Si vous ne souhaitez pas que votre enfant accède à Gemini par le biais de Google Family Link, vous pouvez désactiver cette fonctionnalité dans les paramètres : dans l’application Family Link ou sur la page Web du service, sélectionnez le compte de votre enfant, puis rendez-vous dans Paramètres > Gemini > Applications Gemini et basculez le bouton.
Comment protéger les enfants utilisant Gemini ?
Certaines utilisations de l’IA présentent un véritable intérêt (et un côté amusant !), donc il est important de la faire découvrir aux jeunes d’une manière adaptée à leur âge, tout en les sensibilisant aux dangers de cette technologie. Voici quelques mesures que vous pouvez prendre pour protéger votre enfant lors de son utilisation de Gemini et d’autres modèles d’IA :
- Favorisez une communication ouverte : créez un environnement de confiance dans lequel votre enfant se sent à l’aise de discuter de ses expériences et de ses préoccupations en ligne.
- Encouragez un esprit critique : aidez votre enfant à développer sa capacité à remettre en cause l’authenticité du contenu disponible en ligne et à songer au rôle que l’IA a pu jouer dans sa création.

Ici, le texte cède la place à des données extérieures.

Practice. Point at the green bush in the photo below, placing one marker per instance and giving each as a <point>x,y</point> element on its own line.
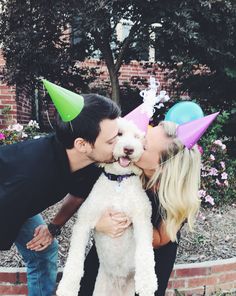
<point>218,172</point>
<point>18,133</point>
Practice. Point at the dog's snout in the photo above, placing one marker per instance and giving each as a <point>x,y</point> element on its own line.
<point>128,150</point>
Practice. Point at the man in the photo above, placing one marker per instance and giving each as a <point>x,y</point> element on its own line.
<point>36,174</point>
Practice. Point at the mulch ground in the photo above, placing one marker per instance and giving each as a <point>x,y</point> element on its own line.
<point>214,238</point>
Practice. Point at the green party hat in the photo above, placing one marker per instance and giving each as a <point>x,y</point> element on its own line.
<point>67,103</point>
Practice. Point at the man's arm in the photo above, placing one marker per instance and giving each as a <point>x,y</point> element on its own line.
<point>69,206</point>
<point>42,236</point>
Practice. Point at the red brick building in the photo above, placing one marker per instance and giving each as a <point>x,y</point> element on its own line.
<point>16,106</point>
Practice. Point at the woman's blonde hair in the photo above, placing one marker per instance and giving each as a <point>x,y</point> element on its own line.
<point>177,181</point>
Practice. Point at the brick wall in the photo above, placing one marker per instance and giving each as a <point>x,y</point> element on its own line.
<point>7,99</point>
<point>20,104</point>
<point>189,279</point>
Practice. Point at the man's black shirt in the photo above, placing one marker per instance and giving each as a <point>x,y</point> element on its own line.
<point>34,175</point>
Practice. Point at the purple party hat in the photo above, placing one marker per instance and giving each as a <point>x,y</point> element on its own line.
<point>189,133</point>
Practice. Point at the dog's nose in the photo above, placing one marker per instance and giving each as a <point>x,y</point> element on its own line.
<point>128,150</point>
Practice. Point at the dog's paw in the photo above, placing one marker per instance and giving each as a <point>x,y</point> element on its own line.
<point>66,291</point>
<point>145,284</point>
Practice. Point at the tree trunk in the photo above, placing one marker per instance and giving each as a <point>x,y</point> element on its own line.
<point>115,87</point>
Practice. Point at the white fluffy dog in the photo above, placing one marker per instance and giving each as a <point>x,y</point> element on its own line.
<point>126,262</point>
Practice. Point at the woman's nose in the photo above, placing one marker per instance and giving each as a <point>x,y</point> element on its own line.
<point>128,150</point>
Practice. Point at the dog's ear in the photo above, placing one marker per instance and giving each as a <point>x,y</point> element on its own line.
<point>101,164</point>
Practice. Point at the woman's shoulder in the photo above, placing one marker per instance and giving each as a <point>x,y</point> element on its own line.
<point>154,200</point>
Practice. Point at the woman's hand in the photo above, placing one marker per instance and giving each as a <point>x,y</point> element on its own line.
<point>113,223</point>
<point>42,239</point>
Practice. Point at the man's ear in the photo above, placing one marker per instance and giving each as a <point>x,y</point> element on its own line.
<point>82,145</point>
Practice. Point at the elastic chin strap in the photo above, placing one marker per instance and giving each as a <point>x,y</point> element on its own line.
<point>71,127</point>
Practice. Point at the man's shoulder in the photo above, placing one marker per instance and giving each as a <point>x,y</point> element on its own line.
<point>92,170</point>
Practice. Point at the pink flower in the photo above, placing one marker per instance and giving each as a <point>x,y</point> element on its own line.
<point>2,136</point>
<point>226,183</point>
<point>224,176</point>
<point>218,142</point>
<point>222,164</point>
<point>223,146</point>
<point>212,157</point>
<point>213,172</point>
<point>200,149</point>
<point>218,182</point>
<point>209,199</point>
<point>201,193</point>
<point>201,216</point>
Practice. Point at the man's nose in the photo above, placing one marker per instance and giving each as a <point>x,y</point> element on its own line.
<point>128,150</point>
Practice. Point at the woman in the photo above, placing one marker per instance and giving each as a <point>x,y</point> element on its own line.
<point>171,178</point>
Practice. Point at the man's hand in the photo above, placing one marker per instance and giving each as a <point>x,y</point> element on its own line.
<point>42,239</point>
<point>113,223</point>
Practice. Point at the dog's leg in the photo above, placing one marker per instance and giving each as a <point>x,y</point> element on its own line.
<point>74,267</point>
<point>106,285</point>
<point>145,277</point>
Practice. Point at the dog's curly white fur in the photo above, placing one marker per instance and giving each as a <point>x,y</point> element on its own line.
<point>126,262</point>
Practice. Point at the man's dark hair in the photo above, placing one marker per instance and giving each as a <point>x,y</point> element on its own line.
<point>87,124</point>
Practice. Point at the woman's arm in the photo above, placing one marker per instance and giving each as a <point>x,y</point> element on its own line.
<point>160,237</point>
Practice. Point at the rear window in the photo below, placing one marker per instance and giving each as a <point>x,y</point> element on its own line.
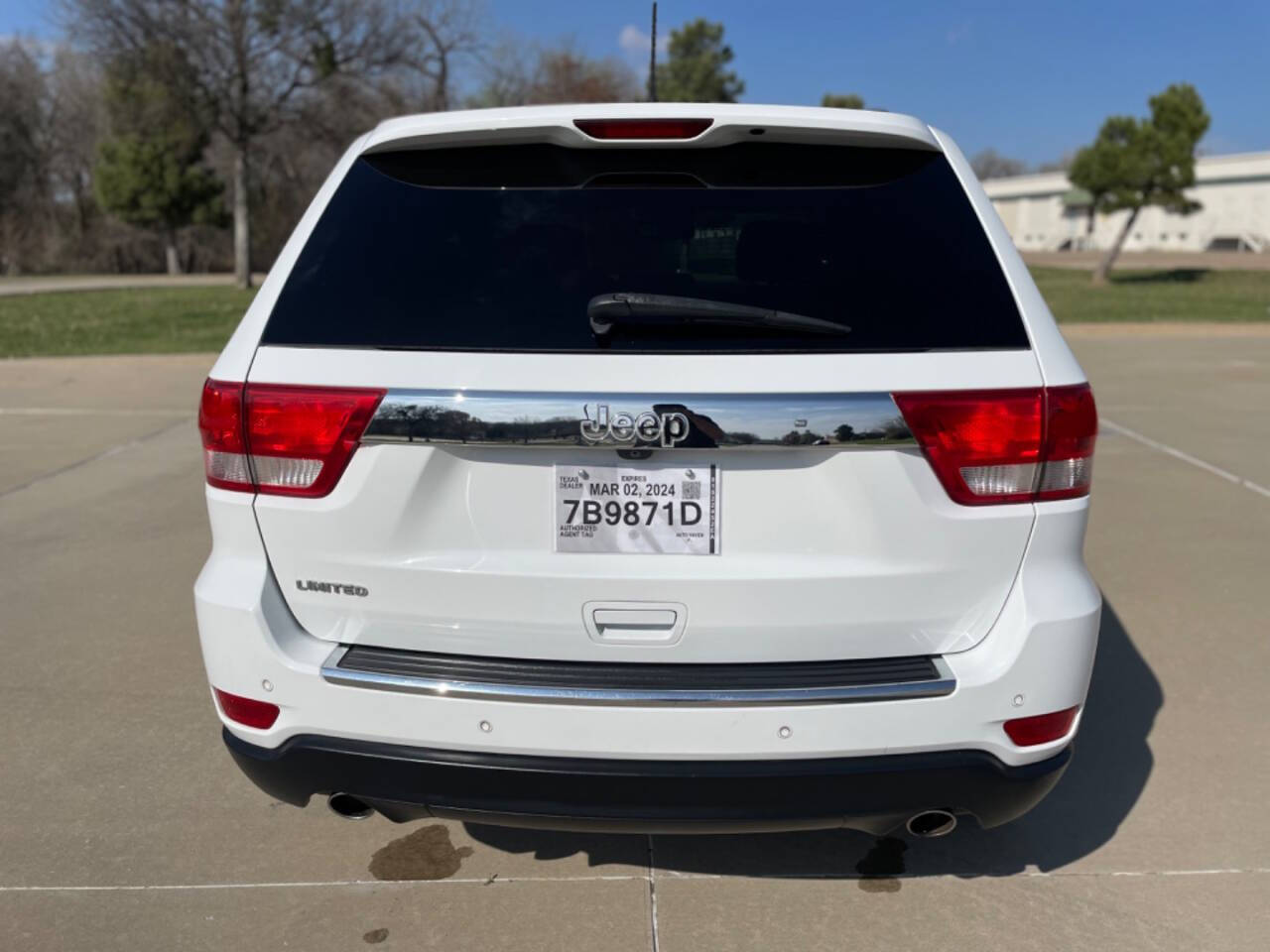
<point>503,249</point>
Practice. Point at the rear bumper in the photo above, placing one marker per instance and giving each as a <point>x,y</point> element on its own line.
<point>873,793</point>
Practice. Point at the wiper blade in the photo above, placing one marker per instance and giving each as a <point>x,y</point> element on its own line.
<point>607,311</point>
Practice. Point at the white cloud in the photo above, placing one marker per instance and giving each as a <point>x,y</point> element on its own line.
<point>634,41</point>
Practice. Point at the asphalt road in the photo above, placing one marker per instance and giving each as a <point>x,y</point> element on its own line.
<point>126,826</point>
<point>41,284</point>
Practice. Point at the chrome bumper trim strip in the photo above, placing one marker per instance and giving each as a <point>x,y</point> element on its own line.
<point>607,697</point>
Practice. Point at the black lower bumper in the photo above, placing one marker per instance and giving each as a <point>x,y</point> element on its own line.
<point>873,793</point>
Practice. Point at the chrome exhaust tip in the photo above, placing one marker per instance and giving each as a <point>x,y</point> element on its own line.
<point>931,823</point>
<point>348,807</point>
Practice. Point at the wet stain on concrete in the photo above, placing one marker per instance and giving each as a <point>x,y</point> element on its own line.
<point>881,865</point>
<point>425,855</point>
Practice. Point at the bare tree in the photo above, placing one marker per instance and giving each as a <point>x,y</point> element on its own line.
<point>249,60</point>
<point>447,31</point>
<point>23,175</point>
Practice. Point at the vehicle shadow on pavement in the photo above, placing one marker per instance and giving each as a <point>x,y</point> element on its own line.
<point>1107,774</point>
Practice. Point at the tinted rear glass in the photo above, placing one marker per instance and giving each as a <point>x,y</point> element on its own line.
<point>503,248</point>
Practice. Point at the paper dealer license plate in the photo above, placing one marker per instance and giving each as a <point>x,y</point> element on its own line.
<point>636,509</point>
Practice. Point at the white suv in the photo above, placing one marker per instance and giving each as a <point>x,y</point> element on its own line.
<point>662,467</point>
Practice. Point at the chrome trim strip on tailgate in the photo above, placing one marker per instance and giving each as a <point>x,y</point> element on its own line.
<point>536,420</point>
<point>942,684</point>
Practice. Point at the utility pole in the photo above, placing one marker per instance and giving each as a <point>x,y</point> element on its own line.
<point>652,61</point>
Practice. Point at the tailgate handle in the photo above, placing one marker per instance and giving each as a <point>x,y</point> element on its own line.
<point>634,622</point>
<point>653,619</point>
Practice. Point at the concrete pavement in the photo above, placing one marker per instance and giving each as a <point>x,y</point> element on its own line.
<point>127,826</point>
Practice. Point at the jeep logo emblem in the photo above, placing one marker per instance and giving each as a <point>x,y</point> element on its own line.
<point>647,426</point>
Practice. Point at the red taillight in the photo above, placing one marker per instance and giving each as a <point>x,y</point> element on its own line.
<point>248,711</point>
<point>281,439</point>
<point>220,421</point>
<point>1040,729</point>
<point>643,128</point>
<point>1071,428</point>
<point>1006,445</point>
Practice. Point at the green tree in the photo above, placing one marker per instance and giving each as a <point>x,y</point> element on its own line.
<point>150,171</point>
<point>697,67</point>
<point>1137,163</point>
<point>842,100</point>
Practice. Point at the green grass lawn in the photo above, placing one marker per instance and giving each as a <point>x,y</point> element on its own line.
<point>169,320</point>
<point>1180,295</point>
<point>126,321</point>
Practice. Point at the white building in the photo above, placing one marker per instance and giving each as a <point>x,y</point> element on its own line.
<point>1046,213</point>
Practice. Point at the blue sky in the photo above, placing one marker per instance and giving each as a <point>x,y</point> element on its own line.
<point>1032,80</point>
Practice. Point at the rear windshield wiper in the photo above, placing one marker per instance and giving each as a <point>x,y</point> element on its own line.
<point>607,311</point>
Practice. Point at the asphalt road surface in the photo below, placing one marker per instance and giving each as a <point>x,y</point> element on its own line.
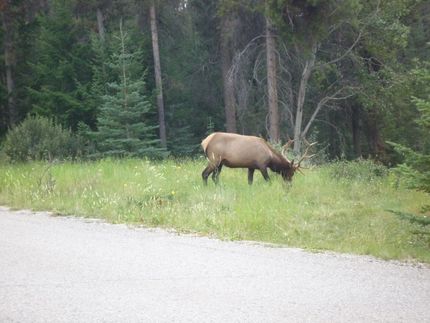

- Donnez la priorité à la confidentialité : examinez et mettez à jour les paramètres de confidentialité de votre enfant en sa compagnie pour vous assurer que tout le monde est à l’aise avec les informations qu’il ou elle partage en ligne.
- Bloquez les applications inappropriées : utilisez des outils tels que Qustodio pour bloquer et surveiller les applications d’IA qui ne présentent aucun avantage pour votre enfant ou pourraient être dangereuses, comme Character AI ou Talkie AI.
- Promouvez la notion de consentement : les outils d’IA peuvent être utilisés pour ridiculiser, intimider ou harceler. Assurez-vous que votre enfant comprend qu’il ne faut ni partager ses informations ou images personnelles avec des agents conversationnels basés sur l’IA, afin de protéger sa vie privée, ni partager celles des autres sans leur consentement.
- Gardez un œil sur son activité en ligne : des échanges excessifs avec des chatbots basés sur l’IA peuvent avoir un impact négatif sur les interactions sociales et la forme physique. Fixer des moments sans écran et rédiger un accord numérique familial peuvent faciliter l’adoption de bonnes habitudes technologiques.
Si vous pensez que votre enfant a une utilisation problématique, voire dangereuse, de l’IA générative, il est important d’aborder le sujet avec curiosité et compréhension plutôt qu’un ton accusateur. Entamez une conversation ouverte sur son activité en ligne, posez-lui des questions sur les outils qui l’intéressent et discutez des avantages et des inconvénients de cette technologie. Par ailleurs, vous pouvez l’accompagner dans son exploration, bien lui faire comprendre que vous êtes à son écoute en cas de questions ou de préoccupations et encourager des habitudes saines et durables.